Пока водитель звонил и сбивчиво объяснялся с кем-то по сотовому, я приняла решение: о своих догадках – молчать, как партизан! А то придётся давать свидетельские показания и тогда уж я точно опоздаю на мероприятие. И вообще…
Что таилось за этим «вообще» я не могла бы сформулировать, но интуиция заставила меня собраться и включить внимание и «автомат» самозащиты. И едва я сделала это, сразу же заметила подозрительную троицу, топчущуюся метрах в пяти от автобуса.
Это были накачанные бритоголовые парни, время от времени взглядывающие в сторону возбуждённого водителя и явно чем-то встревоженные. Уж не встречают ли они нашу безвременно почившую красавицу? А если да, то почему не спросят о ней напрямую у водителя?
Тот, словно почувствовав, что я подумала о нём, подошёл ко мне и вежливо доложил:
– Сейчас опера приедут… Вы, ради Бога, не уходите! А то они подумают, что это я её. Меня, кстати, Иваном Петровичем зову т…
Назвав своё имя, я задумалась. Ну, что ж… Надо выручать земляка. Тем более, что он опомнился и стал обращаться ко мне на «вы»… Я достала третью сигарету, но вспомнив нравоучения бабушки, согласилась, что три сигареты подряд, пожалуй, перебор, и спрятала «отраву» обратно. От безделья стало муторно и до прибытия оперативной группы я решила провести собственное дознание:
– Вы не помните, кто выходил из автобуса ночью?

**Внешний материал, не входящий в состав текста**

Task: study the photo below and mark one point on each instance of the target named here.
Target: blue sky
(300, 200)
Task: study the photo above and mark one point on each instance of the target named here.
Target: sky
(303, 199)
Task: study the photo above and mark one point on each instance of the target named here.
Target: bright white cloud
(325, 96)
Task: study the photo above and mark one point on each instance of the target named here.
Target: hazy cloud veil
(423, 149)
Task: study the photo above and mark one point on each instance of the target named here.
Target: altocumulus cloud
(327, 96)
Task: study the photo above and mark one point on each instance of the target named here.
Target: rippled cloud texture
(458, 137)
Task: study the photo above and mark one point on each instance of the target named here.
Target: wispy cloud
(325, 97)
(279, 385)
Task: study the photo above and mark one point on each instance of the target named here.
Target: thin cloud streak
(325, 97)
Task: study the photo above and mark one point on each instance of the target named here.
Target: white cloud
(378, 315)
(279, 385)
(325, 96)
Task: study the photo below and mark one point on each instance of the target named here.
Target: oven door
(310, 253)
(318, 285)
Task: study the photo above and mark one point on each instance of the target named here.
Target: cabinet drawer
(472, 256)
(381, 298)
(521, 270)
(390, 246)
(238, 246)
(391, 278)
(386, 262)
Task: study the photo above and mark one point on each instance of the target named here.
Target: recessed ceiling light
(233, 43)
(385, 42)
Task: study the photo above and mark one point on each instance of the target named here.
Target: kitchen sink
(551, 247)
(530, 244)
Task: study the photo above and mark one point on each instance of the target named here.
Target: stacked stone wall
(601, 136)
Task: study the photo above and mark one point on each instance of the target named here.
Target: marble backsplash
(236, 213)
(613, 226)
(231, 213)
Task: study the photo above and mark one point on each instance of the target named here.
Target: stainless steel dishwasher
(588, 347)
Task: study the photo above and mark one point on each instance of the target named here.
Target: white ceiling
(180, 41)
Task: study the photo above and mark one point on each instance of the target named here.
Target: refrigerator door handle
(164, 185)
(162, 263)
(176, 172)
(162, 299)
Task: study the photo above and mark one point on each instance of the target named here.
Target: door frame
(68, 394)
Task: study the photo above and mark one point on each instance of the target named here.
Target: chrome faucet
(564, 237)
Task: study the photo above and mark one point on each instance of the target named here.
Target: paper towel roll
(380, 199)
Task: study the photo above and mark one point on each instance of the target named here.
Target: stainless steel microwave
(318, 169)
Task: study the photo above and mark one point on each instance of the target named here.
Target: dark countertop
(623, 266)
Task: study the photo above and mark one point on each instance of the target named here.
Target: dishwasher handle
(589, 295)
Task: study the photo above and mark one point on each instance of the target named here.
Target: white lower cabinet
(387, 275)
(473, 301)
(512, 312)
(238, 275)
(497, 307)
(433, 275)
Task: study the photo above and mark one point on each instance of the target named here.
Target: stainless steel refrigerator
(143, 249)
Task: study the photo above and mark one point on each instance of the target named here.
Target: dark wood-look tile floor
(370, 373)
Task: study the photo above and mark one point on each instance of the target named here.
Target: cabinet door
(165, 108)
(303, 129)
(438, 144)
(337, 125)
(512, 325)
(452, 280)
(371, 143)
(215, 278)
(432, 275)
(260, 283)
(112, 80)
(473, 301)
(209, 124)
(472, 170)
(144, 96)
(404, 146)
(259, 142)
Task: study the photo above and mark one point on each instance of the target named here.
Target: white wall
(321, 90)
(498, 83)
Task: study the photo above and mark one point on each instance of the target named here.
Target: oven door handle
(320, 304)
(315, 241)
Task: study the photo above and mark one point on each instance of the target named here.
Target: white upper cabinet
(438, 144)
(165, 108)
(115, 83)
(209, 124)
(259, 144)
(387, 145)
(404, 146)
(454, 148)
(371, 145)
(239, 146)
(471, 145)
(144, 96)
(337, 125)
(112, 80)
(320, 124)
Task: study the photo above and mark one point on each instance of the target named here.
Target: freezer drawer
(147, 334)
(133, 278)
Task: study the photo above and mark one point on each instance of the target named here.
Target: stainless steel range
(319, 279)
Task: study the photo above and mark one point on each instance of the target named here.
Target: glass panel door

Петрович мигом сообразил чем вызван мой интерес и согласно кивнул:
– А чего там помнить? Ночью как раз я вёл автобус. При мне вышли трое. Двое пожилых, вероятно, муж и жена, сошли возле Мичуринска и один парень, раскосый такой хлыщ, где-то перед Рязанью. Он ещё с трудом отыскал свою сумку в багажнике… Темно было, но у него был маленький фонарик… – и, по-видимому, врасплох застигнутый догадкой, он на пару секунд замер с открытым ртом и выдохнул: – Вы думаете, это он помог ей «справиться» с ломкой?!
Что-то в его объяснениях насторожило меня, но я не стала докапываться до причины и отстранённо ответила:
– Я пока ещё не с в состоянии думать, но ваше предположение мне кажется резонным… – застолбив таким образом славу «первооткрывателя» возможного убийцы за водителем, я обратила его внимание на наблюдающих за нами мужчин: – А не кажутся ли вам подозрительными вон те качки? Уж очень они похожи на встречающих… На конвой или охрану… Не нашу ли пассажирку они выглядывают? Надо бы проследить на какой машине они приехали да записать номера…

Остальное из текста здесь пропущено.